Palazzo Pretorio Fucecchio

Podesta Palace

The Palace of the Podesta, or Pretorio Palace, is a two-story building bordering two sides with Piazza Vittorio Veneto. Its construction began in 1304, at the same time as the opening of the square, by the political institutions, that now needed larger and more decent public spaces. At the end of the 17th century the area was enlarged further by the demolition of the ancient Palace of the Chancellery that occupied part of the western side of the square.

Over time, the Pretorio palace has undergone repeated and profound structural and destination changes. In addition to being the residence of the Podesta, it was headquarters to the Royal Vicarage and, in the 18th century, housed the Theatre of the local Academy of Fecondi. It then underwent the transformation into a district penitentiary, in district court and, finally, before the last war, of the Carabinieri's (Military) Police.

Palazzo Montanelli della Volta

Montanelli Volta Palace

The palace owes its name to the "volta"(turn), as in the Middle Ages it was called this place, both for the wide curve that the road makes at this point and for the presence of a building used as a warehouse, called precisely "walled volta (turn)". Between the 13th and 14th centuries, the homes of the richest and most powerful families were located here in the centre of the castle, largely related to each other or linked by common interests.

It is likely that the palace arose in the sixteenth century for the union of the ancient pre-existing dwellings. On the brick facade there are still obvious signs of the combination of two different buildings: one, to the left, larger, where you can see traces of sharp arched windows that tower over the current ones and a second, to the right, narrower, where the Ancient windows are marked by arches at full.

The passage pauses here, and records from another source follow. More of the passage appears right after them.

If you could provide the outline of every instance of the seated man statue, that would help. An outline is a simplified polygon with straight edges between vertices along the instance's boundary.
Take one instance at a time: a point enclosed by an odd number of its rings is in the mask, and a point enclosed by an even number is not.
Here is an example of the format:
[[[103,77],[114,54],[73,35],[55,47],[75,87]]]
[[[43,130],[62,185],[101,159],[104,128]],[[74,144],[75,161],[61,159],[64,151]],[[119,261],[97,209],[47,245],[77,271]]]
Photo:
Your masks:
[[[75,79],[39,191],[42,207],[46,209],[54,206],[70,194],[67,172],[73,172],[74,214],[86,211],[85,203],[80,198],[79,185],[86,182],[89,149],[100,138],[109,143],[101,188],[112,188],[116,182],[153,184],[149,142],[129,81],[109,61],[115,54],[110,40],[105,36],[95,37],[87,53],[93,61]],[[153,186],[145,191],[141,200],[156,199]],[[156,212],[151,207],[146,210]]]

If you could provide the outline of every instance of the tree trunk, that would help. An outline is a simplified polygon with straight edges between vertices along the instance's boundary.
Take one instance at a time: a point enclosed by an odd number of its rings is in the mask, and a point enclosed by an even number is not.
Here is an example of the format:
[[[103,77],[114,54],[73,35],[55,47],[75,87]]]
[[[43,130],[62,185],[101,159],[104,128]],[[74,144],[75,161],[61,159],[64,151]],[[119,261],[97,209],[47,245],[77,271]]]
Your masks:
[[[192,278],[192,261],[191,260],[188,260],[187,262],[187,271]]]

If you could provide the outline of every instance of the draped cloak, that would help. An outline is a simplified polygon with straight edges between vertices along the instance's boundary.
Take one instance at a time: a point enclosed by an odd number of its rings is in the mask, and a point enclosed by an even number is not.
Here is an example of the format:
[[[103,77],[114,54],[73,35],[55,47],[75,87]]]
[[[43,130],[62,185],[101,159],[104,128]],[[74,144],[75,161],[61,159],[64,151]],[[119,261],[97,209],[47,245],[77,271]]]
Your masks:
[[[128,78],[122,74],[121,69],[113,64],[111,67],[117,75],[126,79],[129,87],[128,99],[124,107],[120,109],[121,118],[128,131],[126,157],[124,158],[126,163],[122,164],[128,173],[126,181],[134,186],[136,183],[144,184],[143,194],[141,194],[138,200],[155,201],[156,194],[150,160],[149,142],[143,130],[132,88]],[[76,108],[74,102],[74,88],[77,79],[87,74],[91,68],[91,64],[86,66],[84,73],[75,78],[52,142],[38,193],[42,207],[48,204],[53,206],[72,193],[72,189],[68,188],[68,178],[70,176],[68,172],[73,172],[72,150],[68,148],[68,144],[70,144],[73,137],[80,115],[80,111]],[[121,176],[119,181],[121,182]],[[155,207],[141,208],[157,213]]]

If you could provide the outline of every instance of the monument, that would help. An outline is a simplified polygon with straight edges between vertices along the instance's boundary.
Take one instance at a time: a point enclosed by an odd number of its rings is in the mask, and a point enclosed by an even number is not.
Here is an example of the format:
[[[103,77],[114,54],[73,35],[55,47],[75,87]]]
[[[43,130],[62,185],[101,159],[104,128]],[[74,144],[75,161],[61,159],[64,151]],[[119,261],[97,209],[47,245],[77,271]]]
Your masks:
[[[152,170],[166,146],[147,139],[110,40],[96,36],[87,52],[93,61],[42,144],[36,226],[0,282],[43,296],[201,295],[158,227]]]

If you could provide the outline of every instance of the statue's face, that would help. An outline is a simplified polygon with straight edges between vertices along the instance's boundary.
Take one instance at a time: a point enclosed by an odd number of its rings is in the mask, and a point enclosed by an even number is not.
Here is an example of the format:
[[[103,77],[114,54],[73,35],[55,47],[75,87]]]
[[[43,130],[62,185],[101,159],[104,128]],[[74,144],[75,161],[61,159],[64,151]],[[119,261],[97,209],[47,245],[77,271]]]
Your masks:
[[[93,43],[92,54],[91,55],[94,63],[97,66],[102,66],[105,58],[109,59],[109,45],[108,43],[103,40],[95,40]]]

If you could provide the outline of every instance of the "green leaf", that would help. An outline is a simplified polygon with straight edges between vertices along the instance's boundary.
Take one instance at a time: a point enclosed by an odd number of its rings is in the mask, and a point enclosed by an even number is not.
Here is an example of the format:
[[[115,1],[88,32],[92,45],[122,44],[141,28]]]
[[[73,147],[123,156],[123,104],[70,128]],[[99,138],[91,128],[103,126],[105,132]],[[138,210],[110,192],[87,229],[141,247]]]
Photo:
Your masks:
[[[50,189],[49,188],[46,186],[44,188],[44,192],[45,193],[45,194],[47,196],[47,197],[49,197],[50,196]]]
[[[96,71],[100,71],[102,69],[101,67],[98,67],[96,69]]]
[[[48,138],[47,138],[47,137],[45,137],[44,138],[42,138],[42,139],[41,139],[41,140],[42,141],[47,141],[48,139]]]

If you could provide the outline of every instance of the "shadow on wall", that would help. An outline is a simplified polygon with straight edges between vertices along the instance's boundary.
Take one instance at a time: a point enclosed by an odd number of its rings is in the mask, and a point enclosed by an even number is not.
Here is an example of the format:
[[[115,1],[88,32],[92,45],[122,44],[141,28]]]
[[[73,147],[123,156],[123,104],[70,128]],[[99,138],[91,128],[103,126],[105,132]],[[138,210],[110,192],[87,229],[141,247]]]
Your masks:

The Palace, owned by the municipality, is located in Via G. di San Giorgio (street) No.2 and is now home to the Contrada Sant'Andrea and the Montanelli Bassi Foundation, which have promoted and carried out the restoration.

Palazzo Landini Marchiani

Examples of civil architecture between the 1500s and 1700s

Some buildings now owned and used by the public or private are also distinguished by their monumental architectural features. The structural and decorative appearance of these palaces puts them in connection with Tuscan models of Renaissance, classicist and baroque architecture. These are Nobile palaces built in the period from the 1500s to the 1700s, but which certainly arose on medieval building settlements.

Nelli Palace

Among the most stylistically relevant buildings is the Palazzo Nelli in Via Machiavelli, a minor, albeit refined, example of Tuscan baroque architecture. Presented on three floors with seven windows each, it has its own fulcrum in the portal surmounted by a balcony. The large side doors, the fine ornamental shelves, shells and small vegetable decorations are precisely from the late eighteenth century Florentine repertoire and give the facade, today unfortunately degraded and devoid of plaster, a particularly ornate character.

Montanelli Ducci Palace

A similar example of architecture is the Montanelli Ducci palace in Via Lamarmora, now headquarters of the Municipality of Fucecchio. The Main Entrance and the above glass door, with their strong vertical development, interrupt the series of large stone windows arranged on three floors with curved and broken gables, adorned with shelves, shells and plant elements. Particularly effective are the decorations with masks of mannerist ancestry. On the whole, the plastered facade shows a sensitive luminist animation.

Landini Marchiani Palace

Designed just before the middle of the 18th century by the engineer Angelo Mascagni and located in the street of the same name, the palace has a facade with three rows of windows and a central door topped with balcony and glass door. The linear profile of the openings and the more subdued decoration attest to their placement in the period of the first classicism.